There was a time when we recognized a responsibility to demand basic decency.
That meant that Gary Hart’s affair forced him to abandon his presidential ambitions, and Bill Clinton’s sexual play with Monica Lewinsky brought about an impeachment.
We can debate whether those personal acts impinged on official duties, but, while the Clinton/Lewinsky business involved an employer/employee relationship, neither woman ever claimed things were nonconsensual.
The same cannot be said of accusations against Hegseth, RFK Jr. or Trump, while Gaetz is accused of statutory rape in which there can be no consent.

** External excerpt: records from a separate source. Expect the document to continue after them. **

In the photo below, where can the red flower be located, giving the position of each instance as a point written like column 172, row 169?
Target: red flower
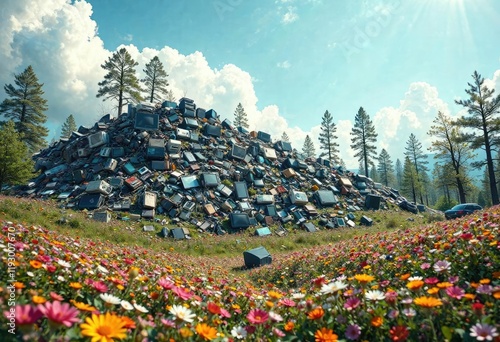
column 399, row 333
column 257, row 316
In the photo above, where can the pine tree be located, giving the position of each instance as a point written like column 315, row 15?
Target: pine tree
column 25, row 106
column 327, row 138
column 451, row 149
column 15, row 162
column 364, row 138
column 483, row 108
column 169, row 96
column 69, row 126
column 284, row 137
column 308, row 148
column 156, row 79
column 240, row 117
column 413, row 151
column 399, row 173
column 385, row 168
column 120, row 83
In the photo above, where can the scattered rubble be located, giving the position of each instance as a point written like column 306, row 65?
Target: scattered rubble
column 179, row 163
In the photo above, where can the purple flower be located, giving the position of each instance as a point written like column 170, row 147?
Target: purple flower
column 353, row 332
column 483, row 332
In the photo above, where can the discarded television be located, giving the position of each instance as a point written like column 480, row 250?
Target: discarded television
column 146, row 121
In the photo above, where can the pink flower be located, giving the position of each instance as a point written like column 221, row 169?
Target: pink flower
column 25, row 314
column 455, row 292
column 60, row 313
column 182, row 293
column 99, row 286
column 352, row 303
column 287, row 302
column 257, row 316
column 353, row 332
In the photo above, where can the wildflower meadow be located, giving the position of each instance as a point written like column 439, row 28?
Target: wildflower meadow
column 439, row 282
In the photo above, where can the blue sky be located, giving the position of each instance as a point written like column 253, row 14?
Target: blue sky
column 287, row 61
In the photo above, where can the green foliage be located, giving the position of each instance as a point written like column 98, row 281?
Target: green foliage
column 327, row 138
column 308, row 148
column 483, row 108
column 156, row 79
column 385, row 168
column 15, row 163
column 69, row 126
column 240, row 117
column 25, row 106
column 443, row 203
column 364, row 138
column 120, row 83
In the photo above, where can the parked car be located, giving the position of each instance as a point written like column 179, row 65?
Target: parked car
column 461, row 210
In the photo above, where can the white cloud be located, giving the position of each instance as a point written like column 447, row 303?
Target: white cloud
column 284, row 65
column 290, row 16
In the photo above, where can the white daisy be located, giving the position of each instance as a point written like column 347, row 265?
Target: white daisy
column 375, row 295
column 182, row 313
column 126, row 305
column 333, row 287
column 110, row 299
column 239, row 333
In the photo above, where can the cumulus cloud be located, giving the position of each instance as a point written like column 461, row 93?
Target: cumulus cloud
column 284, row 65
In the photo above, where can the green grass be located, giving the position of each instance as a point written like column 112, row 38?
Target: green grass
column 50, row 215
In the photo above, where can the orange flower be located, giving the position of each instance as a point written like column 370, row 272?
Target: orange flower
column 364, row 278
column 128, row 323
column 415, row 285
column 316, row 313
column 83, row 306
column 428, row 302
column 18, row 285
column 38, row 300
column 405, row 276
column 444, row 285
column 376, row 321
column 206, row 332
column 36, row 264
column 325, row 335
column 75, row 285
column 289, row 326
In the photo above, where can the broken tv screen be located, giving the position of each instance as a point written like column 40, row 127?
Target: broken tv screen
column 146, row 121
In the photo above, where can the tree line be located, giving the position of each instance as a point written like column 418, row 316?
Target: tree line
column 455, row 141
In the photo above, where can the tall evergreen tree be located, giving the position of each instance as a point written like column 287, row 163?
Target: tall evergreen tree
column 410, row 184
column 25, row 106
column 156, row 79
column 483, row 108
column 450, row 148
column 15, row 163
column 308, row 148
column 240, row 117
column 418, row 158
column 327, row 138
column 284, row 137
column 170, row 96
column 364, row 138
column 399, row 173
column 385, row 168
column 69, row 126
column 120, row 83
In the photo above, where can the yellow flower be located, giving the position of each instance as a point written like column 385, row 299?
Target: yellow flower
column 104, row 328
column 75, row 286
column 376, row 321
column 364, row 278
column 206, row 332
column 38, row 300
column 428, row 302
column 415, row 285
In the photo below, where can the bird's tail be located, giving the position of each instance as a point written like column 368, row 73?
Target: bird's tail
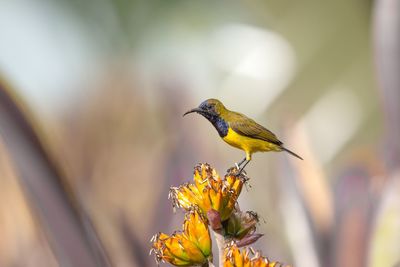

How can we even be discussing this? But not only are we offering them high-status, high-power jobs, but ABC knuckled under to an expensive, absurd bit of word-splitting that pitted legal definitions against standard vernacular.
As a citizen, I feel I have a stake in the matter, but, as a man, I defer to JoJo From Jerz, who is both a woman and a rape survivor, and if you want to debate this matter, you have to read her views before you are entitled to chime in.
But brace yourself, because she never holds back, and certainly not on this topic. She’s speaking up and standing behind her experience.